Global Supply Chain Management (GSCM)
GSCM 601. Corporate Social Responsibility in Global Supply Chain Management. 3 Credit Hours.
This course will focus on the strategic impact of corporate social responsibility on the global supply chain. The goals of this course are to provide students with an in-depth knowledge of the various types of supply chain events that are connected to corporate social responsibility and the strategic best practices to mitigate these events. Lectures will provide a theoretical basis and illustrate the practical application of concepts. Cases, articles from academic journals, short videos, assignments, and one exam will be utilized to reinforce the subject matter and provide a variety of learning modes.
|Summer 2020||GSCM 601||AG||4411||TTh||6:00pm - 9:30pm||(J. Visich)|
GSCM 602. Financing Global Supply Chain. 3 Credit Hours.
In 1973 world merchandise exports were a mere $579 billion, by 2010 the figure was $14.851 trillion. The advent of globalization and the economic development of emerging countries have created nothing short of a revolution in the physical supply chain. This course will examine the developments and opportunities of the parallel but critically important flow of funds that support the flow of goods. The course will be delivered relying heavily on cases and group discussion. Specifically the course will look into current knowledge and trends in the following areas: International trade finance (Letters of Credit, bills of lading, export insurance, export factoring, forfeiting, export credit agencies); international cash management; Insurance, credit risk and risk management; capital investment decisions related to the global supply chain; and sources and strategies of supply chain finance.
|Spring 2020||GSCM 602||AG||3202||T||6:00pm - 9:00pm||(J. Bigonette)|
GSCM 603. Advanced Supply Chain Integration. 3 Credit Hours.
A key challenge to successful supply chain management is coordination of activities across the supply chain. This course will provide strategies for supply chain design by identifying the appropriate level of integration and coordination to improve the long-term performance of the individual companies and the supply chain as a whole. Topics include demand forecasting, integrated business management (sales and operations planning), demand management and CPFR, demand planning, and relationship management. Hands-on learning will take place within a global supply chain management simulation.
|Summer 2019||GSCM 603||AG||4411||TTh||6:00pm - 9:30pm||(T. McCarthy)|
|Spring 2020||GSCM 603||AG||3324||M||6:00pm - 9:00pm||(C. Bedigian)|
GSCM 604. Logistics of International Trade. 3 Credit Hours.

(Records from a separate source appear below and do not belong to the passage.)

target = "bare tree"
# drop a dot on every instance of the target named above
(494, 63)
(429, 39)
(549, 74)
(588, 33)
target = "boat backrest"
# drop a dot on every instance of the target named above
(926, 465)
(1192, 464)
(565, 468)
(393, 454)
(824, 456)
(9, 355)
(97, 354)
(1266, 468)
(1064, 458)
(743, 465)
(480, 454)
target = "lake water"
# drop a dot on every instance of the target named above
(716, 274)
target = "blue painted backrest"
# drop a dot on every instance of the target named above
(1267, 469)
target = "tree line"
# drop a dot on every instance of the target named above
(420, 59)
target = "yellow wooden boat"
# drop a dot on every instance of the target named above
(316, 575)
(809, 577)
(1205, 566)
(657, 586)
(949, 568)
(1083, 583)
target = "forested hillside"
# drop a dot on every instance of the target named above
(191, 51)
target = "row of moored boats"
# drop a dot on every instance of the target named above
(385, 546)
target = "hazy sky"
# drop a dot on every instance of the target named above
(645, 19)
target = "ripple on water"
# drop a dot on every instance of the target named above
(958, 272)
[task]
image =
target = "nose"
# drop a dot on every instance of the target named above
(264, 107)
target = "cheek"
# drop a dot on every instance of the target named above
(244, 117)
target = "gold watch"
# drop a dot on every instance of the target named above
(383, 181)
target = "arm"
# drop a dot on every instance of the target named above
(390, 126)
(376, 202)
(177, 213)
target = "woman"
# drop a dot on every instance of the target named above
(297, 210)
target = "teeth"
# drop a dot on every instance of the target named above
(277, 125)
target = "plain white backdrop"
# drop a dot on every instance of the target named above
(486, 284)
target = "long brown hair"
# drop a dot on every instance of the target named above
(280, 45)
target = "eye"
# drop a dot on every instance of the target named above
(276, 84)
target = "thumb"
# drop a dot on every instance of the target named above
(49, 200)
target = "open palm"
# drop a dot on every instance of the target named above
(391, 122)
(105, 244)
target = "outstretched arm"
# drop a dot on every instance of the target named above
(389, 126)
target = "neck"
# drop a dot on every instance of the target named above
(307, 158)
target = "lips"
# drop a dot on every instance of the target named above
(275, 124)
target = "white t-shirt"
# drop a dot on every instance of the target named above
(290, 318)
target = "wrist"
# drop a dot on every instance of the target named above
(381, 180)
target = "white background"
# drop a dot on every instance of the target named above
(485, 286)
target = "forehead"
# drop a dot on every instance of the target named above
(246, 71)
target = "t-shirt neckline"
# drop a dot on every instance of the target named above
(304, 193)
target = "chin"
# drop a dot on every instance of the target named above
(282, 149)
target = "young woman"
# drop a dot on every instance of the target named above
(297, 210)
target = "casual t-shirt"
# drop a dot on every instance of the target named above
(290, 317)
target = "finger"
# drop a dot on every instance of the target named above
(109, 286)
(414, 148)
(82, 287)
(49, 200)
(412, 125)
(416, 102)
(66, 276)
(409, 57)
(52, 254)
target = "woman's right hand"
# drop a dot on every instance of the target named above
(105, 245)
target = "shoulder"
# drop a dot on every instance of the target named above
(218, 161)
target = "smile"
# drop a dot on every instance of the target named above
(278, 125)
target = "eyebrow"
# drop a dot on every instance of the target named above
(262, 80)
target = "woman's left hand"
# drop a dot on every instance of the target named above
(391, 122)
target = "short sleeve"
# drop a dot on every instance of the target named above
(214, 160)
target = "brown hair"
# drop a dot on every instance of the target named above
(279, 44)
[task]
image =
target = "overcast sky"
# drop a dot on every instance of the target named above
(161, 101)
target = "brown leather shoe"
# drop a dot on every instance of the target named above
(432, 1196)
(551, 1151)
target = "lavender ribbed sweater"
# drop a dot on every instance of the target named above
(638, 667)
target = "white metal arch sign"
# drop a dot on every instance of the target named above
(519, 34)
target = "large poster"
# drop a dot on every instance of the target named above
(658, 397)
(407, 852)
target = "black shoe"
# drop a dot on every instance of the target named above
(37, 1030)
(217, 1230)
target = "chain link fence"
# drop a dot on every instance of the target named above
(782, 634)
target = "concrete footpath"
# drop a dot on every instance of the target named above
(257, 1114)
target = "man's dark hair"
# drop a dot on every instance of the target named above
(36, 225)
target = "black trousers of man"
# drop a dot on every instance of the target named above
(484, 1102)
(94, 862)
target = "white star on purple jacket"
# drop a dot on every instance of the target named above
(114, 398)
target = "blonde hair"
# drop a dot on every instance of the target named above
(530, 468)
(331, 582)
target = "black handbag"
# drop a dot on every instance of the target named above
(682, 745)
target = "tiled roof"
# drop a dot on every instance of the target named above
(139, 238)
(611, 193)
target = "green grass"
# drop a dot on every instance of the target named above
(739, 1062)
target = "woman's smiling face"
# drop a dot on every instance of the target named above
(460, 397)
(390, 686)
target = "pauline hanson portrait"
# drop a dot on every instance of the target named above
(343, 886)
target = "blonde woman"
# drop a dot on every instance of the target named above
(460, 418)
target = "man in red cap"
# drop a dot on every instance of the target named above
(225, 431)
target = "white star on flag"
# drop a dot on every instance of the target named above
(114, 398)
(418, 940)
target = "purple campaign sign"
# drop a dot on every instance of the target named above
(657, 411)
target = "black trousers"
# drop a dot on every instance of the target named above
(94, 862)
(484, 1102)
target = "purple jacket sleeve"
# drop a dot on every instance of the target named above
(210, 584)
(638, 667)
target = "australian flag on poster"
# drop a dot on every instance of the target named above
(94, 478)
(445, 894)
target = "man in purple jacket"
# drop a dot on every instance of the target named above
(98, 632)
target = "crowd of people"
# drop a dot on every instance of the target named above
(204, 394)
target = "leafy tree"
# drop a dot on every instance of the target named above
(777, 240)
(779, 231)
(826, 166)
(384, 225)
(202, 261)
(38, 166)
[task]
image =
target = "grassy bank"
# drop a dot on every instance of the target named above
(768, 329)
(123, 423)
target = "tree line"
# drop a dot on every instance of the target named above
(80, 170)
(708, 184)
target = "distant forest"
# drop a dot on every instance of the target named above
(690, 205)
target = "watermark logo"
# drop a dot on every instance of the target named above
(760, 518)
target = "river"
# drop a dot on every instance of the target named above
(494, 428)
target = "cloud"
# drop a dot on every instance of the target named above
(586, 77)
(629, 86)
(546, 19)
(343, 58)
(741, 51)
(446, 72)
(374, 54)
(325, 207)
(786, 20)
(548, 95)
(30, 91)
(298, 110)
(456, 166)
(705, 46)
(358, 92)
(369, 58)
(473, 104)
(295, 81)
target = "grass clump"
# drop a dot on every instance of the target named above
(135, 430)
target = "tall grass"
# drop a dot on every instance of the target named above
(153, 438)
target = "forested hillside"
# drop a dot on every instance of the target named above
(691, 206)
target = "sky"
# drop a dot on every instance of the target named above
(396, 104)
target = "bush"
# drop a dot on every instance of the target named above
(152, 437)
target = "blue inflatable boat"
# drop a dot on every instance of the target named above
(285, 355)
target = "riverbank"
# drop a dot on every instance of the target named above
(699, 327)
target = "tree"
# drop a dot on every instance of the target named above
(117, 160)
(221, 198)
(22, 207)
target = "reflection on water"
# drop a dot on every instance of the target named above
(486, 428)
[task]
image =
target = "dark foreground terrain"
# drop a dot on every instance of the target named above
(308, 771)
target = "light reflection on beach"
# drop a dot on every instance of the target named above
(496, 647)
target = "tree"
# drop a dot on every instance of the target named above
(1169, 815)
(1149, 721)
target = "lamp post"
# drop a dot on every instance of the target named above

This course provides basic preparation in transportation economics and management as well as international transport and logistics. This course provides basic knowledge of import and export requirements for making contracts, payments, insurance, managing risk, arranging transportation, dealing with customs, and international trade law and theory. The course is taught in two modules: International Transport and Logistics, and Logistics Analysis. Attention is given to how transportation pricing and tradeoffs work, shipper and carrier strategies, and logistics processes for moving goods and people internationally. Students will quantitatively develop and assess strategies for transportation and network planning, inventory decision making, facility location planning, and vehicle routing. The course objectives are based on a partial list of the exam requirements for the Certification in Transportation and Logistics (CTL) professional credential offered by America's oldest logistics profession organization, The American Society of Transportation and Logistics (AST&L).
GSCM 691. Directed Independent Study in Global Supply Chain Management. 3 Credit Hours.
The course is designed to allow an individual academic program to be tailored to fit the unique interests of a graduate student. At the initiation of the graduate studies, the faculty member and student will develop an academic plan that is submitted to the director of the College of Busines for final approval.